In [7]:
# Notebook Overview:

# The goal here was to check the API operation and test how the data transformation and sub selection was made.

# This notebook:
# - retrieves 10 records of active flights, 
# - selects a subset of columns, 
# - renames columns
# - modifies some column data
# - calculates the size of the data batch 

In [5]:
import os
import requests
import pandas as pd
from dotenv import load_dotenv

# Load environment variables from .env file
load_dotenv()

params = {
    'access_key':os.environ.get('API_ACCESS_KEY'),
    'limit':10,
    'flight_status':'active'
}
url = 'http://api.aviationstack.com/v1/flights'

In [6]:
try:
    # Send an HTTP GET request with a timeout
    api_result = requests.get(url, params=params, timeout=10)

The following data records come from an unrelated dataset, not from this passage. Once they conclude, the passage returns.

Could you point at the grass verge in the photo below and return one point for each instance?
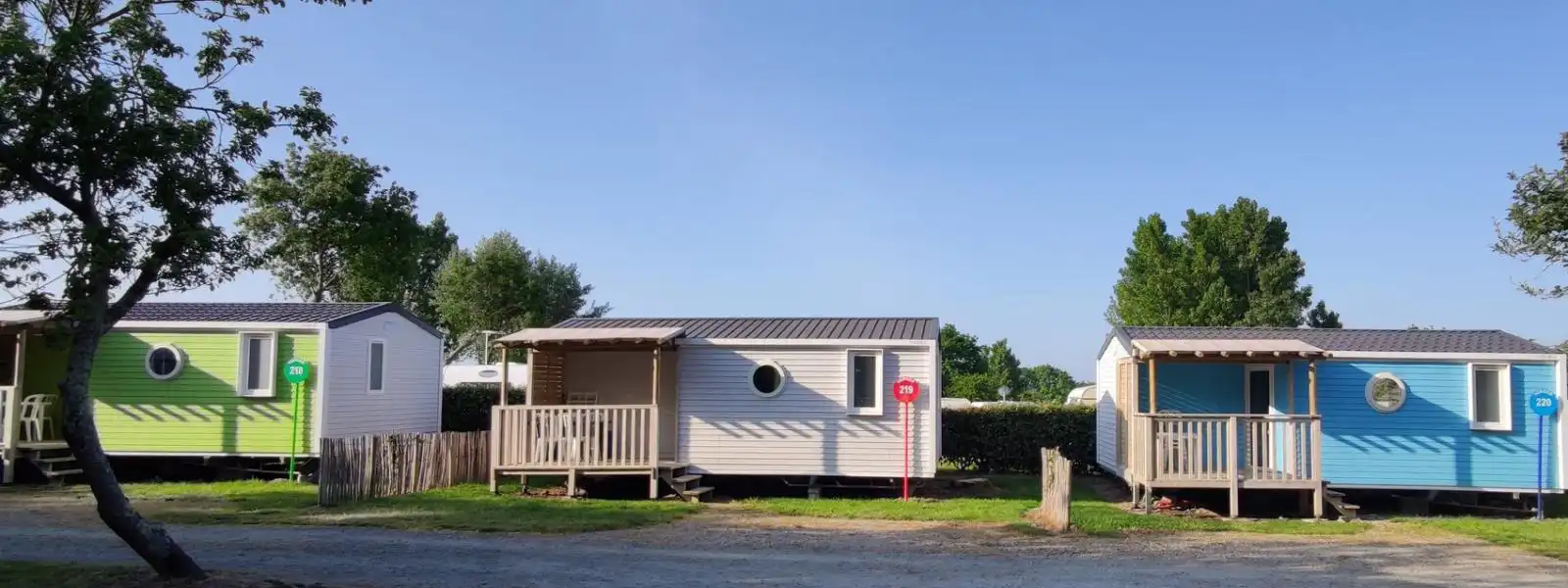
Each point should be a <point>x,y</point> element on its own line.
<point>460,509</point>
<point>1018,494</point>
<point>1544,537</point>
<point>36,574</point>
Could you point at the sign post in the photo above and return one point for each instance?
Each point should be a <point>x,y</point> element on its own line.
<point>295,372</point>
<point>906,391</point>
<point>1544,405</point>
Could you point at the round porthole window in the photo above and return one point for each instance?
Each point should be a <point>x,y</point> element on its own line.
<point>165,361</point>
<point>767,380</point>
<point>1387,392</point>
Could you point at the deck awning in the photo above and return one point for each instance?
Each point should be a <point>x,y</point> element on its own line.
<point>592,336</point>
<point>1239,349</point>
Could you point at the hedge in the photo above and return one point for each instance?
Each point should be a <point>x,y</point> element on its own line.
<point>1007,438</point>
<point>466,407</point>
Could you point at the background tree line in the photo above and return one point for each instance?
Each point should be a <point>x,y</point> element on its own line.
<point>328,229</point>
<point>977,372</point>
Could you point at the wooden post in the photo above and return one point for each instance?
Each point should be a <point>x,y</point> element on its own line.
<point>504,378</point>
<point>1055,491</point>
<point>1154,389</point>
<point>1230,470</point>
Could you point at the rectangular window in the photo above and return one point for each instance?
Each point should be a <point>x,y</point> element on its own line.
<point>258,368</point>
<point>866,378</point>
<point>378,366</point>
<point>1492,408</point>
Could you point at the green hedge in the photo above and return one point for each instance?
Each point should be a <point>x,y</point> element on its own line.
<point>466,407</point>
<point>1007,438</point>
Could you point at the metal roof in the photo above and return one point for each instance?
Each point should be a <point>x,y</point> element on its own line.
<point>623,334</point>
<point>1390,341</point>
<point>776,328</point>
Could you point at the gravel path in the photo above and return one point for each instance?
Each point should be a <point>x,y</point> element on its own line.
<point>742,549</point>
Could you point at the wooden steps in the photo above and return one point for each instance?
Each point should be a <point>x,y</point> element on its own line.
<point>679,480</point>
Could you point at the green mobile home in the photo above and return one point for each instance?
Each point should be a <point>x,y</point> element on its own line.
<point>206,380</point>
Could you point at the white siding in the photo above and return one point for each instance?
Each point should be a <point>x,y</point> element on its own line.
<point>412,397</point>
<point>1105,407</point>
<point>726,428</point>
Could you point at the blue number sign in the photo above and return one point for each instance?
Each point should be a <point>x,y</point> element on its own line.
<point>1544,407</point>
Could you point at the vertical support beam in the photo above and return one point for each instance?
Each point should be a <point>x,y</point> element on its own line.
<point>506,383</point>
<point>1154,389</point>
<point>1230,467</point>
<point>1311,388</point>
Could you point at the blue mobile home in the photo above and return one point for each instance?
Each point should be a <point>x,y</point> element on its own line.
<point>1311,410</point>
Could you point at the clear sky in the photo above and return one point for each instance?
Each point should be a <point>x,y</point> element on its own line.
<point>982,162</point>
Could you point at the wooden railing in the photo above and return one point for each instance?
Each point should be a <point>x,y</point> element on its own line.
<point>1219,449</point>
<point>564,438</point>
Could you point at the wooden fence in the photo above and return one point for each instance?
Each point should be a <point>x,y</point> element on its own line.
<point>396,465</point>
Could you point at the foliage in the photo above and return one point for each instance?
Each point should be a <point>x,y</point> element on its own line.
<point>112,172</point>
<point>501,286</point>
<point>1321,318</point>
<point>1537,224</point>
<point>466,407</point>
<point>459,509</point>
<point>1007,438</point>
<point>961,355</point>
<point>328,231</point>
<point>1231,267</point>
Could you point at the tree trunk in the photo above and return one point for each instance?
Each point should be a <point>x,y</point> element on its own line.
<point>145,537</point>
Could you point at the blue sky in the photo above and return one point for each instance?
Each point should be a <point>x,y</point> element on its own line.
<point>979,162</point>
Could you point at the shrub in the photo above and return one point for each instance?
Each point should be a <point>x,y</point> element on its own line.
<point>1007,438</point>
<point>466,407</point>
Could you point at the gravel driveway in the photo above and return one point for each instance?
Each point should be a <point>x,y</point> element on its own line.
<point>733,548</point>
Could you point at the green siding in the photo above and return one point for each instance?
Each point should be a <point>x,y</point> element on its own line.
<point>196,412</point>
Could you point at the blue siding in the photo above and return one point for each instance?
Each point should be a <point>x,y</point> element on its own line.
<point>1429,441</point>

    # Check if the request was successful (HTTP status code 200)
    if api_result.status_code == 200:
        # Parse the JSON response
        api_response = api_result.json()
        # Now you can work with the `api_response` data
    else:
        # Handle HTTP error responses
        print(f"HTTP Error {api_result.status_code}: {api_result.text}")

except requests.exceptions.RequestException as e:
    # Handle network-related errors
    print(f"Request Exception: {e}")

except ValueError as ve:
    # Handle JSON parsing errors
    print(f"JSON Parsing Error: {ve}")

In [7]:
# Flatten the JSON data into a DataFrame
df = pd.json_normalize(api_response['data'])

# Select and rename specific columns
df = df[['flight_date', 'flight_status', 'departure.airport', 'departure.timezone','arrival.airport','arrival.timezone','arrival.terminal','airline.name', 'flight.number']]
df.columns = ['flight_date', 'flight_status', 'departure_airport', 'departure_timezone','arrival_airport','arrival_timezone','arrival_terminal','airline_name', 'flight_number']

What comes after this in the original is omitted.